Guarding the crown jewels: Critical data
Guarding the crown jewels: Critical data

The compliance crunch

An extra layer of urgency is added when considering adherence to regulations. When it comes to compliance, again the first challenge is figuring out with which mandates one needs to comply, though in general, being aware of what data one has and demonstrating proper controls over it helps meet most compliance requirements. 

“Typically, an intelligent and comprehensive security strategy will, by default, address compliance needs,” says Rachwald. On the other hand, he says, too many organizations attempt to mollify compliance auditors at the expense of truly effective security by adopting a simple “checklist” approach, rather than truly understanding and addressing the problem.
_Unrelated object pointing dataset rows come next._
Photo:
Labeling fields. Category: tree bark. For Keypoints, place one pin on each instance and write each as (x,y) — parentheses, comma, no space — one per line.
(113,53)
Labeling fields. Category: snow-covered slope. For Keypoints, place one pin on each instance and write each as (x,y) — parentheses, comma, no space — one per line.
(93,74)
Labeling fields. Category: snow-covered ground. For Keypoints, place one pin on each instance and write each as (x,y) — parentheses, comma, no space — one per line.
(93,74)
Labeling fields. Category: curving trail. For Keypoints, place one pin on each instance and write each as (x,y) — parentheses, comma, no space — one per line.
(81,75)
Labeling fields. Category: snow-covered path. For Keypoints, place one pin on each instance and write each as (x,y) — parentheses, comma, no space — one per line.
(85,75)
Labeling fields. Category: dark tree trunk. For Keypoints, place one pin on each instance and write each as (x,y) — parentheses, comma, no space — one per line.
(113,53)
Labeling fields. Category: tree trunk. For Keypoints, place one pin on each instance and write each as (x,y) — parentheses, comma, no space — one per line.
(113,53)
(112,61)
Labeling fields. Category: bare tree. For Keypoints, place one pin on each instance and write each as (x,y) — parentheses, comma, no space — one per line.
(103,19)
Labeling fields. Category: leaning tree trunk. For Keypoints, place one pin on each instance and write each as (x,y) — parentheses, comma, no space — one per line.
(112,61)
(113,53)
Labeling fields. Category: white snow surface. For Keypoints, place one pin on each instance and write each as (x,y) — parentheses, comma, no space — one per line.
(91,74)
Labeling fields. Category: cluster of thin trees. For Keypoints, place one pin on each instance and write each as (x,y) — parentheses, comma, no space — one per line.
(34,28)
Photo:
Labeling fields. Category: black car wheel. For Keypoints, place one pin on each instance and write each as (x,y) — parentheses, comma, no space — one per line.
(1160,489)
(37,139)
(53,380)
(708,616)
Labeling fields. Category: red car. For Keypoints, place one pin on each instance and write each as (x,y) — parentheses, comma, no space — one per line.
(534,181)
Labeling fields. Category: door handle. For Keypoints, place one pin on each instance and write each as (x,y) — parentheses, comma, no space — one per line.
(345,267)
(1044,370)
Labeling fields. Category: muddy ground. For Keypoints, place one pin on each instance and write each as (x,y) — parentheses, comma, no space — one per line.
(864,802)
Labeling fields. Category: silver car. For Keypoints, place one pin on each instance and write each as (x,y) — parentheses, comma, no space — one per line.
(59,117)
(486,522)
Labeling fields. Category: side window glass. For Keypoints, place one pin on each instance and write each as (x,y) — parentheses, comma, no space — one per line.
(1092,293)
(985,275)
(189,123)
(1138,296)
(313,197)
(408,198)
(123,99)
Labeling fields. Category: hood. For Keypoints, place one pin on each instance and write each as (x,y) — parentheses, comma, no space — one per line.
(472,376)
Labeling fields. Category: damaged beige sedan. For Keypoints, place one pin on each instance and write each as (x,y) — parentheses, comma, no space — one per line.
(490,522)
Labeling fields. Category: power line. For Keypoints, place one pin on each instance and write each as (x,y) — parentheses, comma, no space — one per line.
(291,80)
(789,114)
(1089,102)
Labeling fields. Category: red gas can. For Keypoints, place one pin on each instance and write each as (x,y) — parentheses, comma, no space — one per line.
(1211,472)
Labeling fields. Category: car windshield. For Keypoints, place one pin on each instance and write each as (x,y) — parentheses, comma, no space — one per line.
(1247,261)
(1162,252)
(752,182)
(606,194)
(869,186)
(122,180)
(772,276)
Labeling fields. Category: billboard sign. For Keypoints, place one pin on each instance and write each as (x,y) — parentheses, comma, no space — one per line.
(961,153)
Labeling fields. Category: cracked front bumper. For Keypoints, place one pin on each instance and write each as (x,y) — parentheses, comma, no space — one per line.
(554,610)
And, sometimes the requirements are unclear. “Clarity and cost are the two most common concerns when it comes to compliance,” says Sanjay Raja, director of product marketing - TippingPoint at Hewlett-Packard. For example, he says the Payment Card Industry Data Security Standard (PCI DSS) sets guidelines for process, technology and policy for any company, organization or government body involved in the transaction of payment information. It is enforced through fines, penalties or suspension from processing payments. 

And bills currently making their way through the legislative process may not clarify issues. According to Jerry Irvine, a member of the National Cyber Security Task Force, and CIO of Chicago-based Prescient Solutions, an IT outsourcer, there is currently no new legislation targeted toward the protection of PII. Neither the House-sponsored Cyber Intelligence Sharing and Protection Act (CISPA) nor the Senate-sponsored Protecting Cyberspace as a National Asset Act of 2010 defines PII requirements. However, he says, “there are proposed amendments to CISPA to limit the inclusion of PII from shared information.”

“Typically, an intelligent and comprehensive security strategy will, by default, address compliance needs.”

– Rob Rachwald, director of security strategy at Imperva

Still, there is plenty to worry about under existing regulations. For instance, says Irvine, the Health Insurance Portability and Accountability Act (HIPPA) provides for a fine of up to $50,000, or up to one year in prison, or both, for release of personal information. If the offense is committed under false pretenses, a fine of up to $100,000, and up to five years in prison, or both, is mandated. And, if the offense is committed with intent to sell, transfer or use individually identifiable health information for commercial advantage, personal gain or malicious harm, a fine of up to $250,000 or up to 10 years in prison, or both, is possible.

“In general, if loss of PII by a company is intentional or determined to be caused by negligence or failure of ‘due diligence,' other laws, regulations and or penalties could apply, including jail time,” Irvine says.